Развернувшись, она вышла, чтобы не смотреть на него больше, чтобы не предать себя и не продолжить умолять. Александра ошиблась: мир состоит из любви, только если себя обмануть. Она позволила себе обмануться, но теперь с этим все. Теперь точно – все.

Она не плакала, пока не взошла на борт корабля в Аккре.

Глава 27

Ис-сабах мушаиз мисбах[20]

Весна выдалась холодная, как никогда; Александра ходила по дому, завернувшись в меховой плащ, и, даже сидя у камина, его не снимала. Ночью она мерзла, укрытая несколькими одеялами. Дыхание вырывалось изо рта облачками пара. Снег все еще лежал в полях, хотя заканчивался март.

Очень холодная выдалась весна, да и зима была не лучше.

Новости доходили до северного английского замка с опозданием. Некоторое время Александре и вовсе не до новостей было – когда она приехала, болел отец; болезнь оказалась долгой, изнурительной; он умер в начале января. Корабли из Святой Земли не приплывали часто, капитаны опасались зимних бурь. Новостей следовало ожидать не раньше чем в мае.

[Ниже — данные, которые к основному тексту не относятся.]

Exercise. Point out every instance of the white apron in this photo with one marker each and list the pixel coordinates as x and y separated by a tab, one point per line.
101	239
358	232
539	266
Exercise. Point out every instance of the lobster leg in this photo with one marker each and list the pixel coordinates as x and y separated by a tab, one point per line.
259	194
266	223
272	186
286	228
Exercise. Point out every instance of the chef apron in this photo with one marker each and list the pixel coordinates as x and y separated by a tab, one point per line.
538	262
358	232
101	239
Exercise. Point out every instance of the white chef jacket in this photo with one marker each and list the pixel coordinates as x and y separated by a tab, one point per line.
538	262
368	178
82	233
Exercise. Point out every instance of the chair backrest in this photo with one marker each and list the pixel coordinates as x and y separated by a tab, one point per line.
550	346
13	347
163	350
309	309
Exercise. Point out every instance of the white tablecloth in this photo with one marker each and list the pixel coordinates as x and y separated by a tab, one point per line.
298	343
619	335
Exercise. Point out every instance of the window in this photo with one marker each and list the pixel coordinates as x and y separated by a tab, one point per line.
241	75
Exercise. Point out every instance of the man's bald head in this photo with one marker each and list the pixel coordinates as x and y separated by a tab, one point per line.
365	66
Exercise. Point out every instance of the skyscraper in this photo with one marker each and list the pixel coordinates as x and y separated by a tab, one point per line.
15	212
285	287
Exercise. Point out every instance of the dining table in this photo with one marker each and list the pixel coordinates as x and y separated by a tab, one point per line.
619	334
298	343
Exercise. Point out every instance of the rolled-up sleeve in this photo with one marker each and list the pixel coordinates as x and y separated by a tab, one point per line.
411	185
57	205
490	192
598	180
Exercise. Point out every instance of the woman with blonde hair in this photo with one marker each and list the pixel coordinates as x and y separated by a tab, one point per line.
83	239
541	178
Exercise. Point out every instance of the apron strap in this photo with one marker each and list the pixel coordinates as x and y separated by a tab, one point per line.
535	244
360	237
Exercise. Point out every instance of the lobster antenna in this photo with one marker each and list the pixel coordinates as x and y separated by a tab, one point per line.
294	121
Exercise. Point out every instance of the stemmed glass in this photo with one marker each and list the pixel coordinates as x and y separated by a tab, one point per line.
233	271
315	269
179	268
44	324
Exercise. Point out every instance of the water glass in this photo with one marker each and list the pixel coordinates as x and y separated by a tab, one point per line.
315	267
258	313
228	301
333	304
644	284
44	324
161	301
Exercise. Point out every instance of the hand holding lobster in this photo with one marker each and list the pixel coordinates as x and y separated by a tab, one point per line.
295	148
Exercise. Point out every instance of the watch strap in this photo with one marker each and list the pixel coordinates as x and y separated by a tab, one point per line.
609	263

Одно Александра знала: Салах ад-Дин взял Иерусалим.

Эта весть повергла всех в уныние. Прошедший год 1187-й от Рождества Христова оказался неудачным для христиан в Святой Земле; они потеряли почти все, включая священный город. Кресты сняли с куполов церквей и заменили полумесяцами, и чужие знамена теперь реяли над стенами Иерусалима. Крестоносцев фактически вытеснили, в их владении оставалось несколько городов. Александра не знала, что сталось с графом Раймундом, его женой, его детьми; она боялась думать о Даниэле, оставшемся там, рядом с отцом, – и думала каждый день.

Ночь за ночью, лежа без сна и глядя в непроглядную холодную тьму, Александра спрашивала себя, правильно ли сделала, уехав из Палестины. Она не воспользовалась предложением Даниэля остаться поблизости, в Константинополе и теперь не знала, верно ли поступила. Может, это был шанс встретиться снова? Может, Даниэль намеревался приехать в Константинополь за нею? И там было бы тепло, гораздо теплее, чем здесь. Александра дула на замерзшие руки, но они оставались ледяными. И только когда касалась браслета с бубенчиками, кажется, становилось теплее.

Окрестные бароны уже начали нехорошо посматривать на молодую вдову, оказавшуюся единоличной владелицей замка; пусть он был невелик и небогат, а все-таки добыча. Что делать, если соседи пойдут войной, Александра не знала. Пока их сдерживала плохая погода и затянувшаяся зима, но рано или поздно снег растает, и тогда… Она не хотела об этом думать. У нее не было сил.

Целыми днями она вспоминала все, что случилось с нею в Святой Земле. Целыми днями. Разве что крепость Ахмар не вспоминала. Это лучше забыть навсегда. Теперь, по прошествии времени, Александра сама удивлялась, как выжила там, как сохранила рассудок; должно быть, ей помогал сам Господь. Еще иногда она вспоминала свою крохотную дочку, закопанную где-то в песках под Рабиуном, дочку, которая не получила ни крещения, ни имени; и, вспомнив, тихо плакала.

Святая Земля, не имевшая над Александрой власти три года жизни с Гийомом, взяла власть в те два месяца, что Александра знала Даниэля, – и теперь не могла отпустить. Полюбив Даниэля, она полюбила и землю, к которой он стал принадлежать, хотя сам происходил не оттуда; но он был чужаком, и земля сначала сказала – ты чужой, а потом он доказал, что свой, и ему открылись объятия.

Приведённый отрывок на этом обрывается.